Description of problem: After provisioning a service using Ansible service broker (dh-es-apb), the cluster was flooded with 150+ of dh-* namespaces that each had a failed pod. This caused the cluster to become unresponsive until I scaled down dc/asb in openshift-ansible-service-broker. Version-Release number of selected component (if applicable): The broker was running image: docker.io/ansibleplaybookbundle/origin-ansible-service-broker:latest Steps to Reproduce: 1. Provision a gcp-dev cluster following steps at https://github.com/openshift/release/tree/master/cluster/test-deploy 2. Make sure to enable service catalog in gcp-dev/vars-origin.yaml 3. Create a service instance for dh-es-apb with the ephemeral plan
Project names matched this pattern: namespace "dh-es-apb-depr-255fm" deleted namespace "dh-es-apb-depr-25x6h" deleted namespace "dh-es-apb-depr-25zs8" deleted namespace "dh-es-apb-depr-26xtg" deleted It looks like it was deprovisioning the instance. Robb, do you remember the steps you took?
> Robb, do you remember the steps you took? I provisioned Elasticsearch with all the defaults and bound at creation time. The provisioning was never successful, so I deleted the binding and service instance and re-provisioned. The first instance never successfully deprovisioned. The exact same thing happened with the second instance. It never successfully provisioned, so I deleted the binding and service instance and got the same results (the second instance also never successfully deprovisioned). YAML for both failed deprovisioning instances at https://gist.github.com/rhamilto/2cb50068af8aa23726cd710dbc314d3d
We will disable keeping namespaces on error in 3.11 by default and investigate another solution for 3.11.z+ https://github.com/openshift/openshift-ansible/pull/9977 https://github.com/openshift/ansible-service-broker/pull/1075
openshift-ansible 3.11.2 and above should prevent the build up of namespaces and pods from a bad APB. There is a separate issue with the service catalog that is causing the unresponsiveness.

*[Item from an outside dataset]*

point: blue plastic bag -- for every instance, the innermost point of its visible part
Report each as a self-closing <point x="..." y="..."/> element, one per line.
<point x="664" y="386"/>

This will have to be addressed separately and there is a BZ to track the problem at https://bugzilla.redhat.com/show_bug.cgi?id=1628235
@Jason , in #comment11 & #comment6, do you mean by default, the ' keep_namespace_on_error' will set to 'false' ? but I using openshift-ansible 3.11.4 to build env, the config in cm is still keep_namespace: false keep_namespace_on_error: true
With 3.11.6 I see the expected value: [root@192 ~]# rpm -q openshift-ansible openshift-ansible-3.11.6-1.git.0.22084b3.el7_5.noarch [root@192 ~]# oc describe configmap -n openshift-ansible-service-broker | grep _on_error keep_namespace_on_error: false Bare in mind as well that this value can be overrriden in your inventory with ansible_service_broker_keep_namespace_on_error: true Please ensure you don't have this set while testing.

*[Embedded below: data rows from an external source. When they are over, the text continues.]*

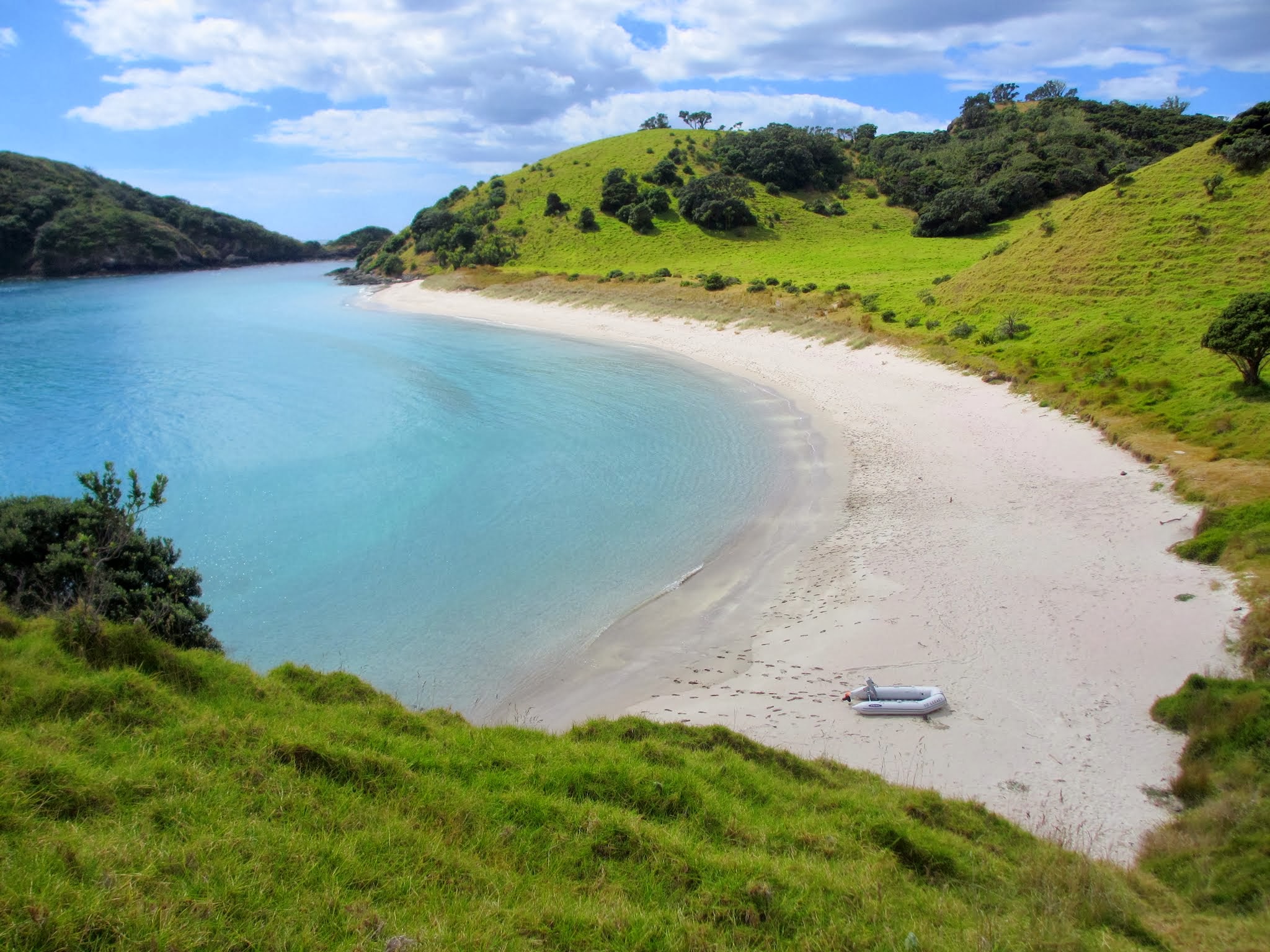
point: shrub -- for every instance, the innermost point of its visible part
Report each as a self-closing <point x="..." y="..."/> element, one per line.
<point x="664" y="174"/>
<point x="957" y="211"/>
<point x="717" y="201"/>
<point x="556" y="206"/>
<point x="655" y="198"/>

Verified with openshift-ansible-3.11.6 by default installation, the value in broker-config is : keep_namespace_on_error: false so mark tihs bug as verified. other issue described in the bug is using https://bugzilla.redhat.com/show_bug.cgi?id=1627473#c1 to trace.
Closing bugs that were verified and targeted for GA but for some reason were not picked up by errata. This bug fix should be present in current 3.11 release content.